To add a render layer to this scene, you would attach the output of its RenderLayer node to the appropriate input of a new AlphaOver node (fg or bg). The other input is the output of your existing AlphaOver node. It cascades, layering one over the other.

I don’t think think there is much to do to translate this to an animation. The problem is that you have to render each layer for each frame. In the current set up you are rendering the speaker in 2 layers so you could save some render time by making a duplicate in the background render layer and give it a neutral gray diffuse material. It is just an object in the way of the spot light to generate a shadow and it is overlaid with the fully-lit speaker in the foreground layer.

You might want to use that neutral-gray speaker scene to finesse the tracking of the camera since it will render quickly. For animation, you could output these separately and composite them as an alpha-over effects track in the VSE.

I’m not an animation wonk so you might explore animation options in another forum category.

If you happen to be one of those enlightened individuals who still uses BI … :wink: … then “layer-specific lights” are your friend.

These are lights which consider only objects which belong to a layer (the “group of little buttons …”) that intersects the corresponding layer-mask of the light. Any objects which do not match are not considered, so a light can literally “shine through(!)” another object. Very handy, sometimes . . .

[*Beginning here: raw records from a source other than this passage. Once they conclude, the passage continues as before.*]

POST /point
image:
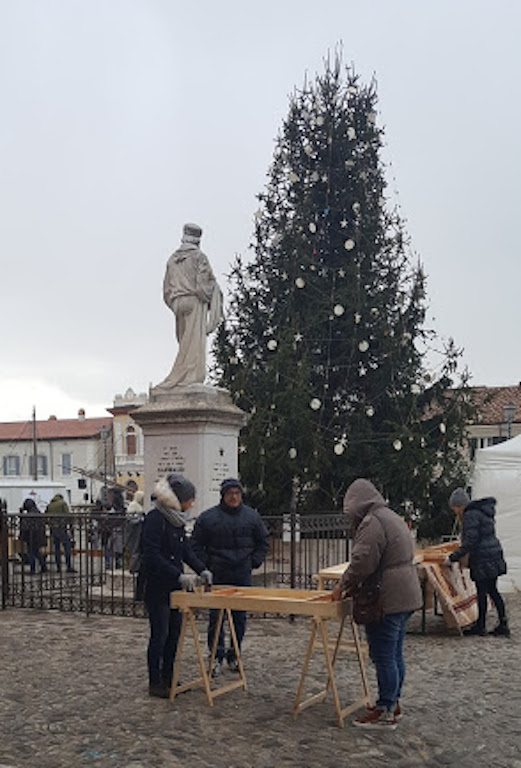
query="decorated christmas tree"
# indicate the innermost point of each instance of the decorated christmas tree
(324, 344)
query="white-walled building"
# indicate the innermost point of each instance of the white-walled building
(75, 452)
(129, 446)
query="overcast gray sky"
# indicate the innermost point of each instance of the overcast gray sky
(122, 119)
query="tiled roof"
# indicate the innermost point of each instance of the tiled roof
(54, 429)
(490, 402)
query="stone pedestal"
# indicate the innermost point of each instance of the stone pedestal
(192, 430)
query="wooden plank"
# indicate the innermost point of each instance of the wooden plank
(302, 602)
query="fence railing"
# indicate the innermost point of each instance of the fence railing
(79, 562)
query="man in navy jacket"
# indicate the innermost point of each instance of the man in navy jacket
(231, 539)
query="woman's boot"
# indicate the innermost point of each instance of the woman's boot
(501, 629)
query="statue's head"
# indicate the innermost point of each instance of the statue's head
(192, 234)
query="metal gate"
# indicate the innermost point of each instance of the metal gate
(79, 562)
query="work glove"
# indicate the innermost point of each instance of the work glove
(187, 582)
(206, 577)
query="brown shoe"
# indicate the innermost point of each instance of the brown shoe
(377, 718)
(159, 691)
(398, 714)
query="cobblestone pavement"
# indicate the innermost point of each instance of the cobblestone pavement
(73, 693)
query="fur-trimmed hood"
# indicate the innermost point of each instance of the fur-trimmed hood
(165, 495)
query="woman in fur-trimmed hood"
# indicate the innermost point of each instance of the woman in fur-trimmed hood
(382, 551)
(166, 548)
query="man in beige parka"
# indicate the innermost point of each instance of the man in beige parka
(382, 544)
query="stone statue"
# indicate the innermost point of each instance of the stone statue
(192, 293)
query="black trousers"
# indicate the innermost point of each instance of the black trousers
(484, 589)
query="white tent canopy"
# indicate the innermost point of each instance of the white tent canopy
(497, 472)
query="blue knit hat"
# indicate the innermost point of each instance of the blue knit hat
(183, 488)
(230, 482)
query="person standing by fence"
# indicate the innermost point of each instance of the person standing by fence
(382, 559)
(32, 533)
(231, 539)
(486, 561)
(165, 548)
(58, 511)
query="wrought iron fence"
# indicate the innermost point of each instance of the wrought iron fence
(79, 562)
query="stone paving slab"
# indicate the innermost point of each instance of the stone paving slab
(73, 692)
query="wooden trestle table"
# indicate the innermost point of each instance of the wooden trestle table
(320, 608)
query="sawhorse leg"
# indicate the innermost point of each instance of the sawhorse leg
(203, 680)
(319, 624)
(205, 672)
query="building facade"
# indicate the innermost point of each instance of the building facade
(75, 452)
(129, 448)
(498, 416)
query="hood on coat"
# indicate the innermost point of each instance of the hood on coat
(165, 495)
(361, 498)
(486, 505)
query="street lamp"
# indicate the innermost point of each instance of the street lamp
(104, 433)
(508, 413)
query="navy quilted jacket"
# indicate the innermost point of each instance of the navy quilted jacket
(479, 540)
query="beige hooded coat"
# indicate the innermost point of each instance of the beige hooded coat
(382, 539)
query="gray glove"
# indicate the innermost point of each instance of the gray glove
(187, 582)
(206, 577)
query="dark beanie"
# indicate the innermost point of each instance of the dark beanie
(230, 482)
(183, 488)
(459, 498)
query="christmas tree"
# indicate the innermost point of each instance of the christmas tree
(324, 344)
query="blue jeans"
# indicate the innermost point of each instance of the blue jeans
(165, 625)
(239, 578)
(385, 640)
(63, 538)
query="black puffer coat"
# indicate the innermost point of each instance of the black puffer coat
(230, 539)
(479, 540)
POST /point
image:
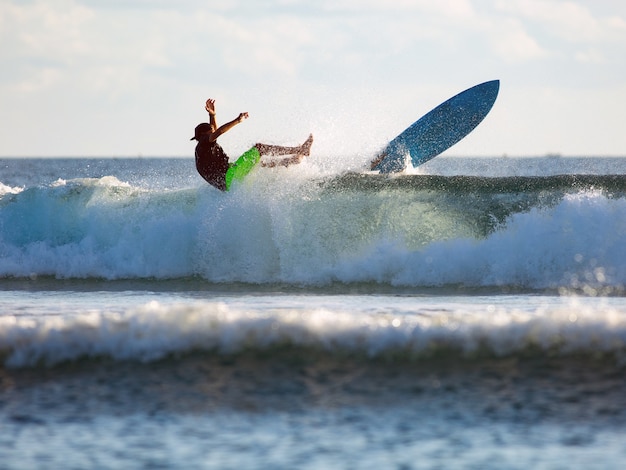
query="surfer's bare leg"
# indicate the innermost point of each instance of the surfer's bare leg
(277, 150)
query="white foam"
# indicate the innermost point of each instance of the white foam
(155, 330)
(297, 233)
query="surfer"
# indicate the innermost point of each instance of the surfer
(212, 162)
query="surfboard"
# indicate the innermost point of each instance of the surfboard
(439, 129)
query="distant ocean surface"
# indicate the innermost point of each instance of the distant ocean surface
(468, 314)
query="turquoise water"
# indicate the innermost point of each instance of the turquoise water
(147, 320)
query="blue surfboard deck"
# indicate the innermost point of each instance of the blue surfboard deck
(439, 129)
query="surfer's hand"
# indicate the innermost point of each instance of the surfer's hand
(210, 106)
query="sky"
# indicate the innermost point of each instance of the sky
(108, 78)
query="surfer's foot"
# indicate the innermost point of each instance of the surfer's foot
(305, 148)
(377, 160)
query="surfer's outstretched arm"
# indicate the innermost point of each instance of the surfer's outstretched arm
(218, 131)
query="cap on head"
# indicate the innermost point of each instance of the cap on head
(201, 129)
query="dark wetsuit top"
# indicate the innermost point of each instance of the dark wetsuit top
(212, 163)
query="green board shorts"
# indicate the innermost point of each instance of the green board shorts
(243, 166)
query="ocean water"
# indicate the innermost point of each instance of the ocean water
(468, 314)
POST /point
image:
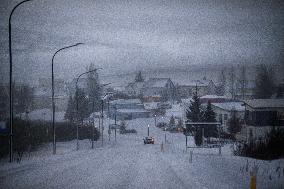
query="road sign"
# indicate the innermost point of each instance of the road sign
(3, 127)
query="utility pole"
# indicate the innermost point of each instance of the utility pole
(10, 83)
(109, 132)
(77, 106)
(115, 122)
(52, 90)
(102, 122)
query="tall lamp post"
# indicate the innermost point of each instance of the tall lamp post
(52, 82)
(10, 82)
(77, 106)
(106, 96)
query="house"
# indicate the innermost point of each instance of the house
(203, 87)
(163, 87)
(134, 88)
(224, 110)
(42, 94)
(260, 116)
(245, 92)
(128, 109)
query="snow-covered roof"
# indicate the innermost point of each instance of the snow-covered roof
(132, 110)
(156, 82)
(150, 105)
(126, 101)
(265, 103)
(212, 97)
(175, 111)
(193, 83)
(230, 106)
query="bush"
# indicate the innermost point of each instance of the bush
(28, 135)
(123, 129)
(272, 147)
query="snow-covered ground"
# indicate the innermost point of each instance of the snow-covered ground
(128, 163)
(43, 114)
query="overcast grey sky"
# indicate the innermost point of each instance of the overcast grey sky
(131, 35)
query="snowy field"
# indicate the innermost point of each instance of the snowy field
(128, 163)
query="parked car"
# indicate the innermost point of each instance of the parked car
(162, 125)
(114, 126)
(149, 140)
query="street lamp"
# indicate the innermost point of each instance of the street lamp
(11, 80)
(77, 106)
(106, 96)
(52, 82)
(165, 135)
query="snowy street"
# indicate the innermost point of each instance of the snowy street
(131, 164)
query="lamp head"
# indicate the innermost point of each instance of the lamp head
(79, 44)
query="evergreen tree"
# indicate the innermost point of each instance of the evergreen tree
(234, 123)
(70, 113)
(194, 113)
(83, 102)
(265, 85)
(94, 90)
(221, 88)
(198, 136)
(139, 77)
(209, 116)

(“Reality? We don’t need no stinkin’ reality! This is CG!”) :wink:

Another very-handy feature of this environment is the “shadow-only spotlight.” It doesn’t emit light, but it does cast shadows.

It’s also worth pointing out that in Blender you do have several, very-different, rendering options available, and that you can creatively use more than one of these at the same time through the magic of compositing … and, without ever leaving the Blender software environment.

I’m with @sundialsvc4 on this attitude. Use whatever tool is in the bag, scalpel, ax, laser drill, or backhoe. As long as your image pizza looks exactly like you want.

That depends very much on the criteria for the job, don’t you think? I would be very careful about going the BI route if you’re going for a consistent look if these are to be commercial product shots and have other products coming up. If personal project, then doesn’t really matter. In any case, I agree it can be beneficial to learn both to have additional attack vectors to get any job done. Although I don’t myself know anything about BI.